Dirac’s Live 3 software is thorough, and it doesn’t take all that long to supply the software with the measurements it needs to optimise the Arcam to the room it lives in and the speakers it’s buddying up to. Having designed a bespoke response curve, it’s out with the vinyl and on with an LP.
Anna Meredith’s Fibs [Moshi Moshi] is a singular recording – the composer’s concept of ‘orchestral bangers’ is realised by a band comprising drums and percussion, cello, tuba, guitar, clarinet and ‘electronics’. In the Arcam’s hands it’s a burly, large-scale listen with smoothly described dynamic peaks and troughs. When the going gets tender there’s more than enough deftness and nuance to the SA30’s presentation to describe just how delicately the instruments are being brushed or strummed, and when the band has a charge at one of Meredith’s giddily ascending, straight-edged progressions there’s more than enough power on tap for the recording to become genuinely oppressive. Low frequency impact and regulation is one of her basic building blocks, and the SA30 organises the bottom end confidently. Thanks Dirac!

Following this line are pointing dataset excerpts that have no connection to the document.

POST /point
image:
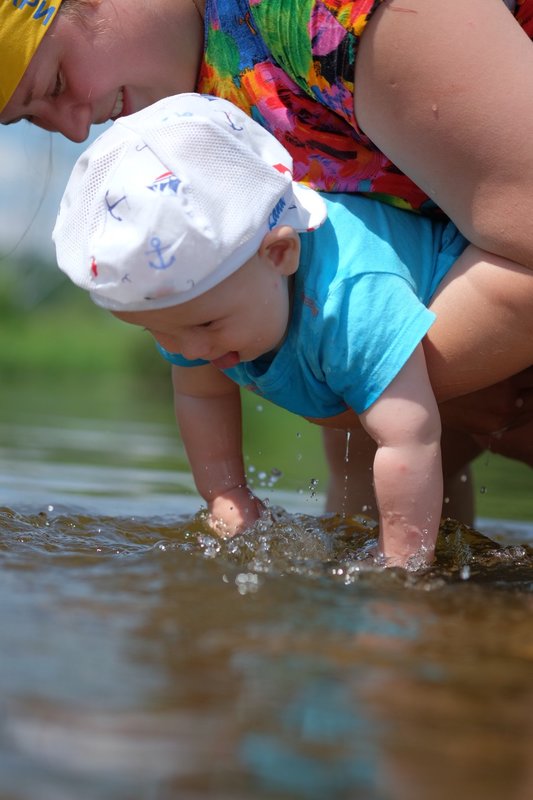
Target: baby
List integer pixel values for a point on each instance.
(183, 218)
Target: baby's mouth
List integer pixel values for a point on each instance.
(119, 105)
(227, 361)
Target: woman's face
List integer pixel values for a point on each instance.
(120, 58)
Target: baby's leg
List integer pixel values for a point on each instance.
(350, 489)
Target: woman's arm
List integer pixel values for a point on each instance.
(405, 424)
(208, 412)
(442, 89)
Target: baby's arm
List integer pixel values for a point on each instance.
(405, 424)
(208, 412)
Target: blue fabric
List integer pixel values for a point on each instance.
(359, 311)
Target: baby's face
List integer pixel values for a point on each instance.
(240, 319)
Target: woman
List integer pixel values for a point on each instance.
(413, 101)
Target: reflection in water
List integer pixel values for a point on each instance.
(144, 658)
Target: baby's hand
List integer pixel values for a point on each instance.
(234, 511)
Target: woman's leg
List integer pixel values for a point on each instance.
(442, 89)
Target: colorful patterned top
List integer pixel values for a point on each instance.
(290, 65)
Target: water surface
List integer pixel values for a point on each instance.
(143, 658)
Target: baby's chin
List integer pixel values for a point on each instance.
(227, 361)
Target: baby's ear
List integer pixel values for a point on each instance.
(281, 246)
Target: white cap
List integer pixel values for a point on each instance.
(171, 200)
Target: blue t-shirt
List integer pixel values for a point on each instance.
(359, 308)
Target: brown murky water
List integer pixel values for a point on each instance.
(143, 659)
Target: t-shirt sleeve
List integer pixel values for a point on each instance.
(369, 335)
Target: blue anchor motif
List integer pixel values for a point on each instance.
(158, 250)
(232, 124)
(111, 206)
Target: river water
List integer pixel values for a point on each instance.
(144, 659)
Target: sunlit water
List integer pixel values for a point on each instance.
(144, 659)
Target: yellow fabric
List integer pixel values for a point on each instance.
(23, 23)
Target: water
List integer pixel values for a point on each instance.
(144, 659)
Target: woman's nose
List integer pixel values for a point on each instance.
(73, 120)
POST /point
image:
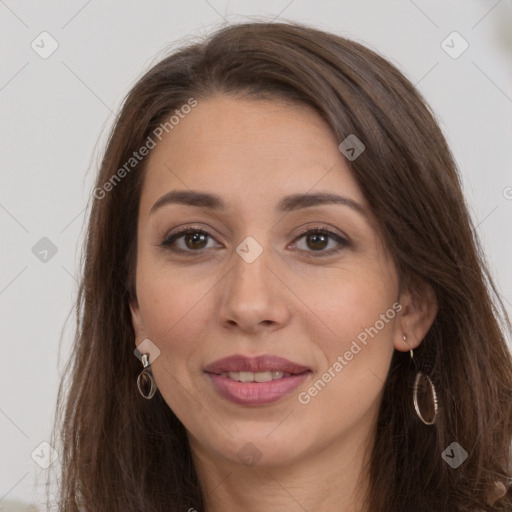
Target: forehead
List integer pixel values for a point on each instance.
(250, 150)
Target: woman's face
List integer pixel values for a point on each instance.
(247, 281)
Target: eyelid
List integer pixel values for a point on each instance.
(342, 240)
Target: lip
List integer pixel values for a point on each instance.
(265, 363)
(256, 393)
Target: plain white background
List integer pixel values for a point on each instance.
(56, 112)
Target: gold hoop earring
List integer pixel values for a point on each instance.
(433, 393)
(145, 380)
(419, 375)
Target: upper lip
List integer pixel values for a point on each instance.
(265, 363)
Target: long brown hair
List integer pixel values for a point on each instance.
(120, 452)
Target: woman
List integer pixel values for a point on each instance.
(278, 234)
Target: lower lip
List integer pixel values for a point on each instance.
(256, 393)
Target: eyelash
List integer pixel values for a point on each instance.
(169, 240)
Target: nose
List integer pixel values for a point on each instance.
(254, 297)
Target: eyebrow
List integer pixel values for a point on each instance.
(287, 204)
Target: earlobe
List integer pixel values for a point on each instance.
(137, 323)
(416, 318)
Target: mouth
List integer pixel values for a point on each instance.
(255, 381)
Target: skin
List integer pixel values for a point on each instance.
(199, 308)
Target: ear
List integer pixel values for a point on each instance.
(418, 313)
(137, 323)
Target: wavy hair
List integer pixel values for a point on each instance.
(121, 453)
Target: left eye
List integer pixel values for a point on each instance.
(195, 240)
(318, 239)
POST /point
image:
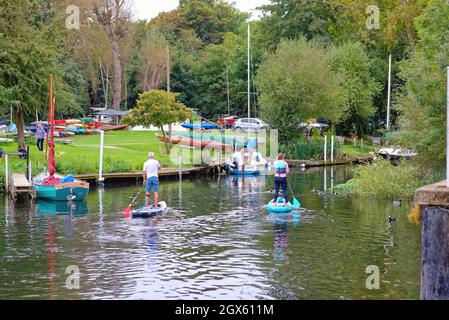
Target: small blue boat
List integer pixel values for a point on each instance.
(205, 126)
(280, 206)
(150, 211)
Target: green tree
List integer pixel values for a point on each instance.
(157, 108)
(211, 19)
(29, 52)
(290, 19)
(423, 108)
(359, 87)
(298, 83)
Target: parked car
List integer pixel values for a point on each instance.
(249, 125)
(227, 121)
(396, 153)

It’s a big, open soundstage the Arcam establishes, and no matter if it’s Anna Meredith’s eccentric five-piece or The Band’s rather more conventional line-up on The Night They Drove Old Dixie Down [Capitol] as a 24bit/192kHz digital file delivered via Roon, the SA30 is muscularly disciplined in its presentation. Separation and focus both impress, and the ease with which individual elements of a recording can be followed is far from typical in products of this type and price. The Arcam makes some pertinent observations about the string gauge of the acoustic guitar, the tension of the skin of the snare drum, the almost supernatural sympathy of the vocal harmonies… As far as clarity, fine detail retrieval and the fundamental timbre of instruments are concerned, the SA30 is a thrillingly direct and communicative device.
Streaming an MQA file of Nick Drake’s Bryter Layter [Island] via the Roon app, a 16bit/44.1kHz file of Bobby Hughes Experience’s Fusa Riot [Ultimate Dilemma] via AirPlay 2, a CD of Pharoah Sanders’ Thembi [Impulse!] or even a relatively poverty-stricken 320kbps Spotify-derived file of Marika Hackman’s Bath is Black [Transgressive] using Chromecast doesn’t really affect the Arcam’s basic virtues. It dishes the midrange details with particular relish, it sounds big and well organised, and its tonal balance errs pleasantly on the side of the natural and organic. It’s dynamic, but never at the expense of insight; it’s expansive, but never sounds disjointed.
About the only area of playback where the Arcam doesn’t seem almost effortlessly in charge is rhythm management. The Bobby Hughes Experience album reveals hints of the SA30’s rather strait-laced approach to a recording’s flow, and the more the music edges towards the dancefloor the more the Arcam seems to be creeping out of its comfort zone. Oh, it’s not a wallflower in the manner of, say, NAD’s M10 Master Series streamer, but neither is it the most adept rug-cutter you ever heard. There’s something in the SA30’s overall attitude that’s about control and organisation, and the looseness that the most rhythm-dependant music thrives on (Fela Ransome Kuti and Africa 70’s Expensive Shit [Sounds Workshop], for instance) is in relatively short supply here.